The tan conversation, in 2017
Self-tanner had moved from a category most beauty editors would not admit to using to a category every beauty editor was loudly recommending. The leaders of the conversation by July were Bondi Sands (the Australian export that had finally cracked US distribution), St. Barth (the original everyone copied), and Tan-Luxe (the tinting drops you mix into your moisturizer for a gradual lift). We tested all three for the month and had an honest experience — the Tan-Luxe was the easiest to use, the Bondi Sands developed the most natural color, and the St. Tropez Mousse formula our friends still swore by remained the gold standard for full-body application. The 2017 tan conversation had shifted from “is it cheating” to “what is the most natural-looking option” — a more interesting and less judgmental conversation, and one we welcomed.

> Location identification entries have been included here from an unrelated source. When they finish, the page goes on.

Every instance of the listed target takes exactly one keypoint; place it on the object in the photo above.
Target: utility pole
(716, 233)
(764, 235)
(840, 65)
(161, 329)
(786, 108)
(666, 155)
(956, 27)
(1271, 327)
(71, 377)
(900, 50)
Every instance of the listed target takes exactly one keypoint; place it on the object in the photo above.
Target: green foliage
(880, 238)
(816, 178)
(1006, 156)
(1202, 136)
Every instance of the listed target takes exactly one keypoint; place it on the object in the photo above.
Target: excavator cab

The Glossier Phase Two delivers
July was the month Glossier rounded out its Phase Two color cosmetics in earnest. The Cloud Paint cream blushes had hit a new shade — Storm, a dustier mauve — and the brand’s third major product of the season had quietly rolled out alongside a renewed showroom buzz in New York. The line was now a real makeup brand rather than a skincare brand with three lipsticks. We bought Cloud Paint in Storm, used it on cheeks and lids together, and hit the look we had been chasing since the spring — minimal, even, slightly flushed, slightly tan. Glossier’s particular contribution to the year was teaching the rest of the industry that minimal makeup needed to be sold and packaged like it was its own category, not a default for people who could not afford to buy a full face.

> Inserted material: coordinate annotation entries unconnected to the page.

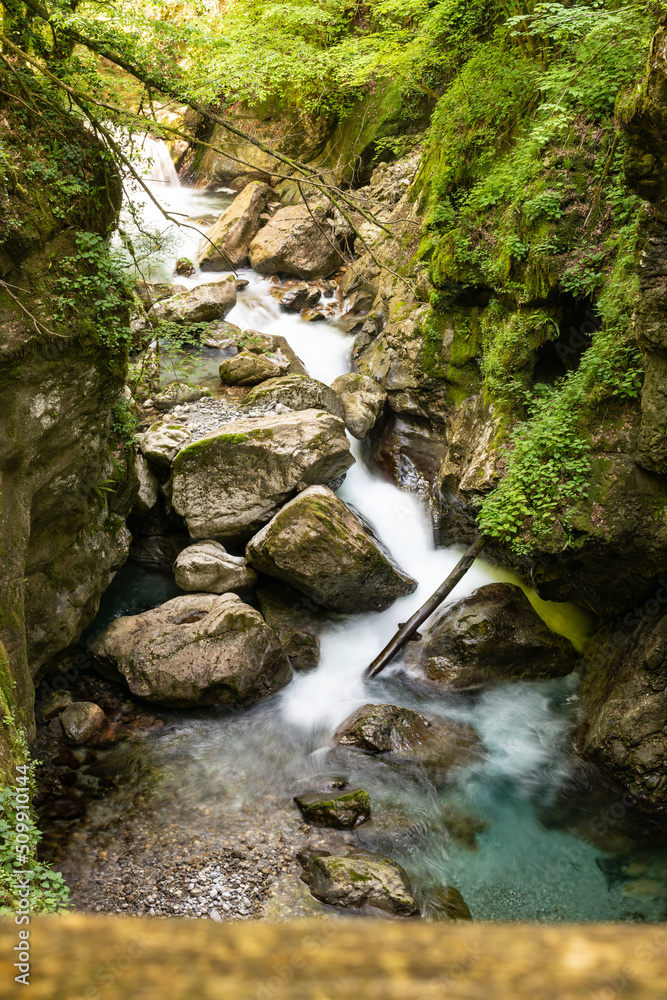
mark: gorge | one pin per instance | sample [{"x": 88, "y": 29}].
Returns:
[{"x": 379, "y": 333}]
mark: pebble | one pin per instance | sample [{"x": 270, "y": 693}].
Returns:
[{"x": 207, "y": 414}]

The drugstore dry shampoo wars, 2017 edition
July is dry-shampoo season at the drugstore, and the 2017 standings were fairly settled. Batiste remained the universal go-to for last-minute reset, the new Dove Refresh+Care formula had quietly become a sleeper hit because it did not leave a chalky residue, and the Klorane Oat Milk dry shampoo continued to be the editor’s pick for sensitive scalps. The entire category cost under $10 a bottle, and by mid-July we had three different formulas open in the bathroom for different scenarios. The prestige dry shampoos — Drybar Detox, Living Proof — were better, but the gap had closed enough that we mostly reached for the drugstore option for daily use and saved the prestige one for the night before something important.
Closing
By the last week of July the bathroom counter was a study in summer minimalism — three SPFs, the after-sun trio, a Tan-Luxe bottle on the counter, the Glossier line in a single drawer, and a Pat McGrath gloss for evenings. August is going to bring the back-to-school launches, the early fall preview previews, and the final stretch of pre-Fenty calm. The launch we are anticipating most for September is going to land — the rumors say 40 shades — and the rest of the foundation conversation is going to have to scramble. We will see you on the first Tuesday of August.